Aggressive Regionalism: Commentary

8. Edmond S. Meany, “What It All Means”

Between 1876 and 1916 more than a dozen cities around the United States sponsored world’s fairs as ways of attracting attention to themselves, developing specific urban neighborhoods, and participating in a ritual that suggested they had arrived on the global stage. Once Portland hosted the Lewis and Clark Centennial and American Pacific Exposition and Oriental Fair in 1905, Seattle felt compelled to respond with an even bigger and better international exposition. It initially wanted to schedule its fair for 1907, to mark the tenth anniversary of the Klondike gold rush, but people in Virginia were already planning an exposition to mark the tricentennial of the founding of Jamestown for that year, so Seattle postponed its event until 1909. The grounds were laid out on the campus of the University of Washington—a part of the city, annexed only five years before, that still contained second-growth forest. Beginning on June 1, 1909, the Alaska-Yukon-Pacific Exposition brought the peoples and attentions of the world to Seattle. By the time the fair ended four and a half months later, it had attracted 3.7 million visitors (and 2.7 million paid admissions)—more than had attended Portland’s event (Rydell 1984:184-207; Frykman 1962).

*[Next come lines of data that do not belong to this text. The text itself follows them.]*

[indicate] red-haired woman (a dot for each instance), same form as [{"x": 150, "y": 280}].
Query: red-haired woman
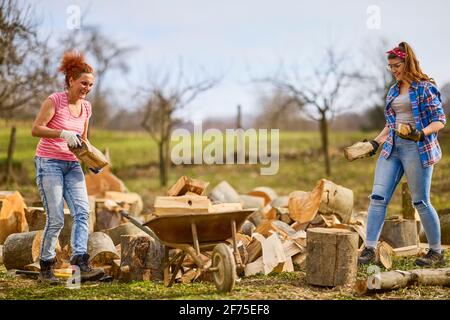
[
  {"x": 413, "y": 101},
  {"x": 62, "y": 119}
]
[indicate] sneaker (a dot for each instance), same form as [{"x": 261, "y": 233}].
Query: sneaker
[
  {"x": 367, "y": 256},
  {"x": 87, "y": 272},
  {"x": 46, "y": 274},
  {"x": 431, "y": 259}
]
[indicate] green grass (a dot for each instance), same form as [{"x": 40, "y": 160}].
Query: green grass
[
  {"x": 134, "y": 158},
  {"x": 134, "y": 155},
  {"x": 285, "y": 286}
]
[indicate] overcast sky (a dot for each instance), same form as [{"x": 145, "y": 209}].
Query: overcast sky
[{"x": 248, "y": 38}]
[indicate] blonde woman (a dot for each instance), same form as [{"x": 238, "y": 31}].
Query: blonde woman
[{"x": 413, "y": 102}]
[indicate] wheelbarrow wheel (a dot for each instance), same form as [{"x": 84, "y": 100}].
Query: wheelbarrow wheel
[{"x": 225, "y": 274}]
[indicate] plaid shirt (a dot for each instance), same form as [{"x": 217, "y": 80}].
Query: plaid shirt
[{"x": 427, "y": 107}]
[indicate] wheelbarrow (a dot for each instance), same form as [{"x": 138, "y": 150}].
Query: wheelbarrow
[{"x": 194, "y": 233}]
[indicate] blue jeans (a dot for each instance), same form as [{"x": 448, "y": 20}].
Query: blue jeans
[
  {"x": 404, "y": 159},
  {"x": 58, "y": 180}
]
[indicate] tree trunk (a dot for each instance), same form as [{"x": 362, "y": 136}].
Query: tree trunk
[
  {"x": 408, "y": 211},
  {"x": 9, "y": 160},
  {"x": 332, "y": 256},
  {"x": 324, "y": 137},
  {"x": 400, "y": 233},
  {"x": 162, "y": 164},
  {"x": 21, "y": 249},
  {"x": 101, "y": 249},
  {"x": 124, "y": 229},
  {"x": 392, "y": 280},
  {"x": 143, "y": 256}
]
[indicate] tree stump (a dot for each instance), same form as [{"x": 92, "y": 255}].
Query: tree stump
[
  {"x": 332, "y": 256},
  {"x": 143, "y": 257},
  {"x": 101, "y": 249},
  {"x": 21, "y": 249},
  {"x": 105, "y": 218},
  {"x": 400, "y": 233},
  {"x": 122, "y": 230}
]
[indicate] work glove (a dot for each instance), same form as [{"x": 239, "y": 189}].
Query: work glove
[
  {"x": 71, "y": 137},
  {"x": 375, "y": 146},
  {"x": 95, "y": 171},
  {"x": 411, "y": 134}
]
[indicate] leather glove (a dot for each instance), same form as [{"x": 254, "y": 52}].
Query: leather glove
[
  {"x": 414, "y": 134},
  {"x": 375, "y": 146},
  {"x": 95, "y": 171},
  {"x": 71, "y": 137}
]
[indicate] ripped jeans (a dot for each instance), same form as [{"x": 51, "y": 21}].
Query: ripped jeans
[
  {"x": 58, "y": 180},
  {"x": 404, "y": 159}
]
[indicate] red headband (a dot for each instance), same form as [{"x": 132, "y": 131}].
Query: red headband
[{"x": 398, "y": 52}]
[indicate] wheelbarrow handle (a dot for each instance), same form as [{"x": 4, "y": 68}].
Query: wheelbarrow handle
[{"x": 138, "y": 224}]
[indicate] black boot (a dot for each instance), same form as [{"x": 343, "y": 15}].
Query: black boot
[
  {"x": 87, "y": 272},
  {"x": 46, "y": 274},
  {"x": 367, "y": 256}
]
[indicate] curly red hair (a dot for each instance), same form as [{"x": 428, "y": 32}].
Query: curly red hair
[{"x": 73, "y": 64}]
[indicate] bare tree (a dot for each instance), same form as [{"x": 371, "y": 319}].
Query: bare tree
[
  {"x": 318, "y": 96},
  {"x": 377, "y": 81},
  {"x": 108, "y": 55},
  {"x": 164, "y": 99},
  {"x": 279, "y": 110},
  {"x": 24, "y": 67}
]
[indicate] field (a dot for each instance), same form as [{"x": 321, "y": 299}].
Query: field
[{"x": 134, "y": 157}]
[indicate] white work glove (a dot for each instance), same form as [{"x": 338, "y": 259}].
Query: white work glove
[{"x": 71, "y": 138}]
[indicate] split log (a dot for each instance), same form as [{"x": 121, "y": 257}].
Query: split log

Like all cities hosting international expositions, Seattle tried to explain why its event was different. In some respects, the city was not always persuasive at this, because certain content provided by the U.S. government, state governments, and corporate exhibitors varied little from one fair to another. In other regards, however, the Alaska-Yukon-Pacific Exposition was unique. For one thing, the fair was one of the few that did not look backward to some seminal historical event.  In contrast to 1905 Portland which honored the Lewis and Clark expedition a century earlier, or 1907 Virginia which honored the founding of Jamestown three centuries earlier, Seattle focused on the present and future (perhaps because it had precious little yet in the way of a respectable past). As one pamphlet explained, “The Alaska-Yukon-Pacific Exposition does not commemorate, or celebrate, any particular event. It does not depend upon historical sentiment for its success.  Aiming as it does to attain the ends in view, it will be simply a great international commercial exposition” (Alaska-Yukon-Pacific Exposition General History 1909). Not looking to the past suited Seattle’s interests just fine, because the city was eager to assert that it had left its frontier days behind and arrived as a mature metropolis.

Geography was the other feature that set the 1909 exposition apart—in two senses. First, Seattle made the most of the fact that it had become the entrepôt for Alaska and the Yukon, and was setting its sights as well on mastering trade around the Pacific Ocean. Thus the name of the fair, the Alaska-Yukon-Pacific Exposition, referred not to the host city but to the assorted hinterlands and trading zones in which the city expected to do a lot of business. And boosters explained that people ought to take an interest in the fair because these places were relatively new to Americans. “It is altogether a departure from the beaten path, into regions and among peoples little known. . . . Seattle has assumed the task of introducing the half of the world which is developed almost to the ultimate, to that other half which to all intents and purposes of trade, is developed not at all” (Exposition Beautiful 1909:1). Second, the backdrop of the exposition itself made it novel by combining natural splendor and urban sophistication. “No other fair has been builded in a virgin forest in the heart of a cosmopolitan city” (Exposition Beautiful 1909:7).

Edmond S. Meany played a pivotal role in the development of the 1909 fair. He had worked as a newspaperman in the 1880s and been elected to the state legislature in the early 1890s. When the state of Washington decided to sponsor an exhibit at the Chicago World Columbian Exposition of 1893, Meany wrote up a good many promotional materials on behalf of Washington and attended the fair as an agent for the state. After returning from Chicago, Meany found employment at the University of Washington. As the first professor there to develop the field of Pacific Northwest history, he was himself something of an aggressive regionalist.  His landmark title on the region’s past, History of the State of Washington, first appeared in the same year as the fair. Meany also maintained strong ties to the Seattle business community. When civic leaders decided that the city ought to host its own world’s fair, he lobbied to make sure that the exposition grounds were located on the University campus—a decision that hastened the redesign of the campus and provided many new buildings at a time when the expanding institution really needed such additions (Findlay 1991).

Because of his intimate association with the Seattle fair of 1909 and his expertise on the Pacific Northwest, the national weekly magazine Collier’s asked him to explain “What It All Means” (Meany 1909:14-15). His write-up expressed Seattle’s and the Northwest’s sense that they were arriving and had important roles to play in commerce and culture around the Pacific Rim.  His comments about the importance of Alaska to the “Aryan race” foreshadowed Erwin Weber’s racialist thinking about “Nordic races” in “zones of filtered sunshine.”